The question now is whether Spoelstra plans to stay small, with only Adebayo moving in, or whether something bigger could be considered.
“For me,” Haslem said of Yurtseven, “it’s just getting a chance to play. O’s just getting to play and go out there and contribute.”
“We had a lot of people who didn’t get a chance to go there and play. But the one thing we had in common was that when he got a chance, his number was called, he stepped up and he contributed and I think O did the same thing over and over again. He proved that he is dependable, he is capable and if he gets the minutes consistently he can be a consistent basketball player for us.
With Dedmon, 32, an impending free agent, and Yurtseven, 23, under the team option for minimum wage next season, an opening could emerge.
Haslem said there is potential.
“I think he’s only going to get better,” he said. “I don’t think we’ve even seen his skill level scratch the surface. We used him as a roll-to-the-basket Big, but he can also go far, span the floor and hit all three.” Could shoot a little bit and do stuff like that.”
Spoelstra said the decompression would reflect where it went south against the Celtics after taking a 2-1 lead in a best-of-seven series.
“I think some of the most useful and most important improvements I’ve experienced as a head coach, fortunately and unfortunately, have come from a really disappointing end to a season,” he said. “And we’ll get together as an employee and really try to learn from it and see where we can improve again.”
Last year, the Heat were suppressed defensively by the size of the Bucks, going 4-0 in the first round. Spoelstra said the Celtics’ challenge was different.
“I wouldn’t see Boston and Milwaukee the same,” he said. “Where you see them in common, they are both championship-quality defenses.

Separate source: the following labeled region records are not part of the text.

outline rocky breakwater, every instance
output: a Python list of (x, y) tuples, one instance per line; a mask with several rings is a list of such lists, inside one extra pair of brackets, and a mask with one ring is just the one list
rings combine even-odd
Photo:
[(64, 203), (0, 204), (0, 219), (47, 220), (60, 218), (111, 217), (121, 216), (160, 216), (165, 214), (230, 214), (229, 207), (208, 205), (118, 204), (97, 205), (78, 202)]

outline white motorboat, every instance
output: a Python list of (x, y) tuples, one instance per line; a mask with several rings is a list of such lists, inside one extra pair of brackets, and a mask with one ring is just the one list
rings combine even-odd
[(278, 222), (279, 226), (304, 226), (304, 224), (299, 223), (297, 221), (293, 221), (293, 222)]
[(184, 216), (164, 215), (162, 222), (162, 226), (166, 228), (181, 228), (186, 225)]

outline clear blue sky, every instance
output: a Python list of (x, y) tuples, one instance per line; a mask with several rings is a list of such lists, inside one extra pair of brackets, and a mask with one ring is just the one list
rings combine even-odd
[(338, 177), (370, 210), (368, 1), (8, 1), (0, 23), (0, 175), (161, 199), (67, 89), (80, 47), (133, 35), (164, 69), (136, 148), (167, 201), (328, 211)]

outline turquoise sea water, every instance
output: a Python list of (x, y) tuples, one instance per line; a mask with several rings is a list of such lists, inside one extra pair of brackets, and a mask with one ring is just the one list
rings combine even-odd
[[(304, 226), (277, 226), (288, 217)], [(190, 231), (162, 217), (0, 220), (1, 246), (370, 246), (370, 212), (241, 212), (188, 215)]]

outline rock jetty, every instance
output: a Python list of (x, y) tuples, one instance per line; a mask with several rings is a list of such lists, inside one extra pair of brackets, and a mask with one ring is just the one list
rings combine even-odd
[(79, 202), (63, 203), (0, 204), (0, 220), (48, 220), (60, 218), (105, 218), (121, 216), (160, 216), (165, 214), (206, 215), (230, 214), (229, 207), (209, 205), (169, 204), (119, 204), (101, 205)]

“They do it in different ways. What I found was less of a size factor than Boston’s. It was their versatility, switchability, people who could defend many different positions, even though they were always in that switch plan.” Were not. Milwaukee is too protective of the rim. So it’s just different things.”
While the Heat concluded with their 3-point shooting during the regular season, Spoelstra said a lesson from the league’s playoff-worst 3-point percentage was a timing element.
“Our shooters will continue to work on their ability to shoot under pressure with smaller windows,” he said.
But he also said that the Heat knew it had to be more than a three-point shoot.
“The defense is pretty good right now,” he said. “You can’t count on just one thing.”